Subclass of the current class with methods filtered for the given backend.

Return type

Type[MultiBackendMixin]

expected_parameters: List[str] = ['rule', 'values', 'multicolumn', 'parser', 'parsers', 'min_occurrences', 'max_occurrences', 'occurrences_per_value', 'report_limit']

Parameters expected for this statement.

Type

List[str]

classmethod get_backend() Backend

Get current active backend for this class.

Returns

The current active backend.

Return type

Backend

Raises

InvalidBackend – Backend not set or not a valid execution class.

name: str = 'contain'

Statement name when referred in Validation Documents (only valid for Deirokay built-in statements).

Type

str

static profile(df: DeirokayDataSource) Dict[str, Any]

Given a template data table, generate a statement dict from it.

Parameters

df (DataFrame) – The DataFrame to be used as template.

Returns

Statement dict.

Return type

dict

Raises

NotImplementedError – If this method is not implemented by the subclass or the profile generation for this statement was intentionally skipped.

classmethod register_backend_method(alias_for: str, func: Callable[[...], Any], backend: Backend) None

Proxy for register_backend_method to register an existing function as a backend-specific method.

Parameters
  • alias_for (str) – The name of the method to be substituted with a backend-specific version.

  • func (AnyCallable) – Existing function to be registered as a method.

  • backend (Backend) – Backend for the method.

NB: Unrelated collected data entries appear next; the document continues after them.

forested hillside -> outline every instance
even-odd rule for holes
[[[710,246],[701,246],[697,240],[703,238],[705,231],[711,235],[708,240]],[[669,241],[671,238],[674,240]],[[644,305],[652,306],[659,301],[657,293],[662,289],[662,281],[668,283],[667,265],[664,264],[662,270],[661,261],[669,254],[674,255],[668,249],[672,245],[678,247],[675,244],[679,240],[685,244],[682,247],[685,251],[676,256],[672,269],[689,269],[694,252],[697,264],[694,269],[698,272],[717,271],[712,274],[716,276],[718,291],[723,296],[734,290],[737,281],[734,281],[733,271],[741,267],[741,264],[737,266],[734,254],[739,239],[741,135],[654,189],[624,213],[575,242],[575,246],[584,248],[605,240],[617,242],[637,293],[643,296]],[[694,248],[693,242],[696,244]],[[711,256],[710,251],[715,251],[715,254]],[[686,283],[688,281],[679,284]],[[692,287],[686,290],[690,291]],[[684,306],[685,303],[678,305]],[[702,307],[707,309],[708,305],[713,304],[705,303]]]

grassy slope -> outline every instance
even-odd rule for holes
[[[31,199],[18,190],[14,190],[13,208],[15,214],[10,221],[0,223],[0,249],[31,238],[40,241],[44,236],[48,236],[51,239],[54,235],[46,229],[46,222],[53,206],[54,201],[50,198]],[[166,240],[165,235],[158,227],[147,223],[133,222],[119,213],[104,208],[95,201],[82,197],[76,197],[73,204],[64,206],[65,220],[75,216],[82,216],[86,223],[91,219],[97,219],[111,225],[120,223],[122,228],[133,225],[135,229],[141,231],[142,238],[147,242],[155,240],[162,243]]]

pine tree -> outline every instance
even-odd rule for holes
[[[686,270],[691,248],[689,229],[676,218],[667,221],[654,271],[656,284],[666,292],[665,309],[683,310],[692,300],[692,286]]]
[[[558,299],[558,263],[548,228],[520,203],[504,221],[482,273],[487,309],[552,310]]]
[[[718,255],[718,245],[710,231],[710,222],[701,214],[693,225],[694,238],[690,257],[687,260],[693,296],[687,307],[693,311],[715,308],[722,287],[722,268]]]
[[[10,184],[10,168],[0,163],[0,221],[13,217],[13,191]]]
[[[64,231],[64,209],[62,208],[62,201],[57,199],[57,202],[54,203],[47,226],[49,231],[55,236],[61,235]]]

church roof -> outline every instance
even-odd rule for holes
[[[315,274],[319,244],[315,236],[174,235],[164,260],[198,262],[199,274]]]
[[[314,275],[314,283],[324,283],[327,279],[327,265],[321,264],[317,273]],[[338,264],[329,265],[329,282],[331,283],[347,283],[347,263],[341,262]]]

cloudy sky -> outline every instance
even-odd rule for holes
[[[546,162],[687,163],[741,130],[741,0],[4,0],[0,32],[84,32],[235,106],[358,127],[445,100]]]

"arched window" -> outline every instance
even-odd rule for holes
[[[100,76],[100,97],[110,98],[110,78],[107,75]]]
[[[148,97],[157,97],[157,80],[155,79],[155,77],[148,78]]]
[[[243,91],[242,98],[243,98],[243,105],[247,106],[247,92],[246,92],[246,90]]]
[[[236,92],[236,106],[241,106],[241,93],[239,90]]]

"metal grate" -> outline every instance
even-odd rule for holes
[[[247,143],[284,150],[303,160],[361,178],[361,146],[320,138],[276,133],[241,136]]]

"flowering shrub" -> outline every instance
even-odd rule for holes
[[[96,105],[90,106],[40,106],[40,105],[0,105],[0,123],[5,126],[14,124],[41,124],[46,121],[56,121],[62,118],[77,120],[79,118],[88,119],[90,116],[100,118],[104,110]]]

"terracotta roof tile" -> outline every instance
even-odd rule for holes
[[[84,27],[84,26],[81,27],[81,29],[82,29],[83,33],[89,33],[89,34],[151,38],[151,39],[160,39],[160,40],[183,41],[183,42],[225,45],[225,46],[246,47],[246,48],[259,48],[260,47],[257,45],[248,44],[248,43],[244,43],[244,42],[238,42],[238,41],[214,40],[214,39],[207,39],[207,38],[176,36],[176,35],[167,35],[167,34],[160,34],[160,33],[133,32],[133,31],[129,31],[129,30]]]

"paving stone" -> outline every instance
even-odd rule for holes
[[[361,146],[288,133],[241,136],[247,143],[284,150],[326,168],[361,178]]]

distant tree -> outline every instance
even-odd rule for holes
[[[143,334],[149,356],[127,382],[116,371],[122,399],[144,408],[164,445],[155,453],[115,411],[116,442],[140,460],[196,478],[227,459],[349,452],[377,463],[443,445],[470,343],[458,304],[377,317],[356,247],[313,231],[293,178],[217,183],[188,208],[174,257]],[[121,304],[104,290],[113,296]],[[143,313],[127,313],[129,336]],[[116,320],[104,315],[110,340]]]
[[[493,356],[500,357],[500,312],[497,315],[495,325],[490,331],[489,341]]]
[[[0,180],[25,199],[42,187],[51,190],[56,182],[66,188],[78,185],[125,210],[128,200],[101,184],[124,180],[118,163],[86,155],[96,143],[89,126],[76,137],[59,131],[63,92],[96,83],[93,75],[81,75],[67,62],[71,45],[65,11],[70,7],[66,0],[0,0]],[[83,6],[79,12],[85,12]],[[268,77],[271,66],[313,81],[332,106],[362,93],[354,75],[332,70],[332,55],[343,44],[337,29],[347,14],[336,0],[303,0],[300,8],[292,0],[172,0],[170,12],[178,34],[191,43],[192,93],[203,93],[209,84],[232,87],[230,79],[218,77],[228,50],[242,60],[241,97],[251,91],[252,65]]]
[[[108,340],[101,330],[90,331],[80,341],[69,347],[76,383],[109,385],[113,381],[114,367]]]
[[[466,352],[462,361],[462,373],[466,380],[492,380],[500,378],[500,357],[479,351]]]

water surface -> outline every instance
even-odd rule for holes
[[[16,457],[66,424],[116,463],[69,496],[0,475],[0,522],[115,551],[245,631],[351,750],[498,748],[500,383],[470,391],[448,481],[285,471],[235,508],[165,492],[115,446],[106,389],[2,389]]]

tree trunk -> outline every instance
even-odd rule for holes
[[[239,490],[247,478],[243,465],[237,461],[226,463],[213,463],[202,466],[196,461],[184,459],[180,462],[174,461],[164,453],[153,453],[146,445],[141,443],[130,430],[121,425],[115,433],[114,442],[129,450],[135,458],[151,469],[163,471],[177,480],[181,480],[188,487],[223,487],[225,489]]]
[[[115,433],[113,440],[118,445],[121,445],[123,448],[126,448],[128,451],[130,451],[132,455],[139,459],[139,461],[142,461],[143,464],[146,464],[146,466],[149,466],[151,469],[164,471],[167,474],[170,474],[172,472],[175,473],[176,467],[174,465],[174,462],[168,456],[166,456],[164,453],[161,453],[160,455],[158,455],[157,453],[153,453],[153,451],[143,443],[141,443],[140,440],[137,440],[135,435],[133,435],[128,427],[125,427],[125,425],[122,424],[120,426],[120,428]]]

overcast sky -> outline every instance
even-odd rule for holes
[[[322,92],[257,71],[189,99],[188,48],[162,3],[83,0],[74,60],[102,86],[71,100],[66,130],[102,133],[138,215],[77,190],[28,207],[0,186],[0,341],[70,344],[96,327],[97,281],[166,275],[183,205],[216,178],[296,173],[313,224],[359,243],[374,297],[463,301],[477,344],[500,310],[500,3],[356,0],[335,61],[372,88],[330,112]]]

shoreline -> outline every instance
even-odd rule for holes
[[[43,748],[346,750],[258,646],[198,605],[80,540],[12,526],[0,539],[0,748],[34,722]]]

report(df: DeirokayDataSource) dict

Receive a DataFrame containing only columns on the scope of validation and returns a report of related metrics that can be used later to declare this Statement as fulfilled or failed.

Parameters

df (DataFrame) – The scoped DataFrame columns to be analysed in this report by this statement.

Returns

A dictionary of useful statistics about the target columns.

Return type

dict

result(report: dict) bool[source]

Receive the report previously generated and declare this statement as either fulfilled (True) or failed (False).

Parameters

report (dict) – Report generated by report method. Should ideally contain all statistics necessary to evaluate the statement validity.

Returns

Whether or not this statement passed.

Return type

bool

supported_backends: List[Backend] = [<Backend.PANDAS: 'pandas'>, <Backend.DASK: 'dask'>]

Backends supported by this resource.

Type

List[Backend]